This is a problem you have with any federated token-based identity solution. Distributed logout is a hard problem which can basically be reduced to cache invalidation (insert N/N-1 hard things in CS joke here).
This is a little like saying "this is a problem you have with ANY identity solution that looks like JWT". Yes, that's true. The reason people complain about JWT is that (a) it's the most popular solution of this shape, and (b) people use it without understanding why they're using it or whether the tradeoffs work for their application. They usually do not.
Witness everyone saying that the important feature of JWT is that it's standard and interoperable, as if that was a mandatory feature of most token-based authentication schemes; in fact, the "portability" of JWT is a security liability for --- I'll hazard --- the overwhelming majority of applications.

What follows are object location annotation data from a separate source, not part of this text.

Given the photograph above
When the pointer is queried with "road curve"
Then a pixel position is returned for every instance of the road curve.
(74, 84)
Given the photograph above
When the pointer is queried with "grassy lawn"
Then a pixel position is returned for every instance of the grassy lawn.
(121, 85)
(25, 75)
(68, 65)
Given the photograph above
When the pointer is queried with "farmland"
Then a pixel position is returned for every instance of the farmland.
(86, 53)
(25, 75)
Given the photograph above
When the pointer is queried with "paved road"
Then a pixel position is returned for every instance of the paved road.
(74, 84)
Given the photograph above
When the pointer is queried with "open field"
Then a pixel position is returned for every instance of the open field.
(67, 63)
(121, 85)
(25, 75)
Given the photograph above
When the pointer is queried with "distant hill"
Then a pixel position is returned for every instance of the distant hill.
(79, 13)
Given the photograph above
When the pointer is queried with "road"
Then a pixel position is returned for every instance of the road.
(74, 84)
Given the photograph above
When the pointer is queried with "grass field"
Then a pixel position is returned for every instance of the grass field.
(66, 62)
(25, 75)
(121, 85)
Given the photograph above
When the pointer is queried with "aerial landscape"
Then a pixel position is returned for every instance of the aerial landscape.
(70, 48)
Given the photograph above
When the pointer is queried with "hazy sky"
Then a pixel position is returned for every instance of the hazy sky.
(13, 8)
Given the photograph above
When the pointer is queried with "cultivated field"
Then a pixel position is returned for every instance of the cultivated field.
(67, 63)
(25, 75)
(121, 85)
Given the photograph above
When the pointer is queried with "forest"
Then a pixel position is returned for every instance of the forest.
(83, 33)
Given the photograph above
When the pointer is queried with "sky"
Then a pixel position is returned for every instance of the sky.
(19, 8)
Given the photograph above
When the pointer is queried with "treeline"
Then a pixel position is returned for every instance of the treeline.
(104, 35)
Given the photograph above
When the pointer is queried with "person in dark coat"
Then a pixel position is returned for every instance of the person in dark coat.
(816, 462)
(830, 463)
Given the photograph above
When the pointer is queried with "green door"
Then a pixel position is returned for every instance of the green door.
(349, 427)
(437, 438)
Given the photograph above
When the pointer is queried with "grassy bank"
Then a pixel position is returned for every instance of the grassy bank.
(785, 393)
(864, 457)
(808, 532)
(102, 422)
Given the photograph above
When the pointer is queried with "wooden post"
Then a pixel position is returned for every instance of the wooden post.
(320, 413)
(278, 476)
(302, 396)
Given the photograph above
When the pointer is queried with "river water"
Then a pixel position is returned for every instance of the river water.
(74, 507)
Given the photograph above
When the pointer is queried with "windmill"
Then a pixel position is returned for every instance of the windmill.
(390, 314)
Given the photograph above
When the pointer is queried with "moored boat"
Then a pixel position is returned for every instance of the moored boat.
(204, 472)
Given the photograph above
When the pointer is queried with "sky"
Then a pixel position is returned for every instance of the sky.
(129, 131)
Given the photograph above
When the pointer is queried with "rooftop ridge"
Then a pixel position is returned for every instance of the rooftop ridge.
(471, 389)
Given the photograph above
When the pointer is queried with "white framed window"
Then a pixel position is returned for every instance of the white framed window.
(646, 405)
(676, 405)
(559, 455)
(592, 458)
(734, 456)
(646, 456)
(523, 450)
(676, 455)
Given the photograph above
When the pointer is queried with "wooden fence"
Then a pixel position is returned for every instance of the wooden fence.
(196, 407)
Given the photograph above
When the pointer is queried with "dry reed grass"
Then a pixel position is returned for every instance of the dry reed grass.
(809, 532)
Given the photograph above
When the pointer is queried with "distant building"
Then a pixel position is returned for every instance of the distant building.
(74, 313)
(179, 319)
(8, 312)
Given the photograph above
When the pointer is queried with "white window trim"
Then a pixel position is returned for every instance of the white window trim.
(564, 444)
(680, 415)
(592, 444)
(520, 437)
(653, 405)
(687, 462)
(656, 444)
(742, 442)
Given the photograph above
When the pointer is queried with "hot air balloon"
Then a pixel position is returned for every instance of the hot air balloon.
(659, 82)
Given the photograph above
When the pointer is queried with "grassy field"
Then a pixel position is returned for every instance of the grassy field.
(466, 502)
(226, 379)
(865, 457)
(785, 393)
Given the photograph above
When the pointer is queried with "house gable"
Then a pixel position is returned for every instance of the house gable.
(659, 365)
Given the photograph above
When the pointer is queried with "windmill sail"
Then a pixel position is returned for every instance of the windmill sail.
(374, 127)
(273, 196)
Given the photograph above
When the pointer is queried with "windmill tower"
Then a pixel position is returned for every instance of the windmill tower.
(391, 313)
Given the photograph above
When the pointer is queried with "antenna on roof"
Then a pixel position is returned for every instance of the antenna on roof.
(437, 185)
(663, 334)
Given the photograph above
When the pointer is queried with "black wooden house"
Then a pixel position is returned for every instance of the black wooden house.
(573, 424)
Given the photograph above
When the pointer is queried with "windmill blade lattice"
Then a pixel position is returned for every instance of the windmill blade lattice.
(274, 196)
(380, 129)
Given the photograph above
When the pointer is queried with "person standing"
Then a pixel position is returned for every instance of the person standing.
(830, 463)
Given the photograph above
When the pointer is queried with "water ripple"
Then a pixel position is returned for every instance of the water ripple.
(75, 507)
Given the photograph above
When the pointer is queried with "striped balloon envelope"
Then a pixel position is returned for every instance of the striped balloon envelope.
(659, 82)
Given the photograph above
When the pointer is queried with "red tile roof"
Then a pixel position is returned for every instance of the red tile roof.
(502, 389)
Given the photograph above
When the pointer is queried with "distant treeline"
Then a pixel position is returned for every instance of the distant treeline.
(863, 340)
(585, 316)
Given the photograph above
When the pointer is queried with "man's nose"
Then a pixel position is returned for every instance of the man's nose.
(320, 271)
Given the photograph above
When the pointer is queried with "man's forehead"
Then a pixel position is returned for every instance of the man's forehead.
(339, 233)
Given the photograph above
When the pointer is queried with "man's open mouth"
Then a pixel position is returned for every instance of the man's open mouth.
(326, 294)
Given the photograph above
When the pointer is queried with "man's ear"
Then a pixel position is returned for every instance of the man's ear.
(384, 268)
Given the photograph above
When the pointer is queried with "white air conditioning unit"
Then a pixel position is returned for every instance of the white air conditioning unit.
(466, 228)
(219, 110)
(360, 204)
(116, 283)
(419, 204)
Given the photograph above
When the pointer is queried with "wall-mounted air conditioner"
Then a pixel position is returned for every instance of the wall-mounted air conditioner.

Would you say then that confidentiality is always preferable to availability? I'm not quite sure how you'd achieve any sort of high availability over time without interoperability at some level. Presumably, if it has any place, that interoperability would belong at the lowest level of a protocol stack, with each successive level tuning acceptable parameters for their application.
I don't understand this question. I don't think it's very common in real-world applications to deliberately trade confidentiality for extra availability, though negligently and subtextually making that trade is endemic to our industry.
I just mean availability in the sense of client support across time as protocol versions increase, like TLS version negotiation and how it enables the gradual rather than immediate dropping of server support for clients on older versions of a spec. Or for example, allowing 2048 bit keys for a time to allow migration to stronger keys.
Without negotiation, you'd have to stop serving clients that haven't upgraded at the cutover time.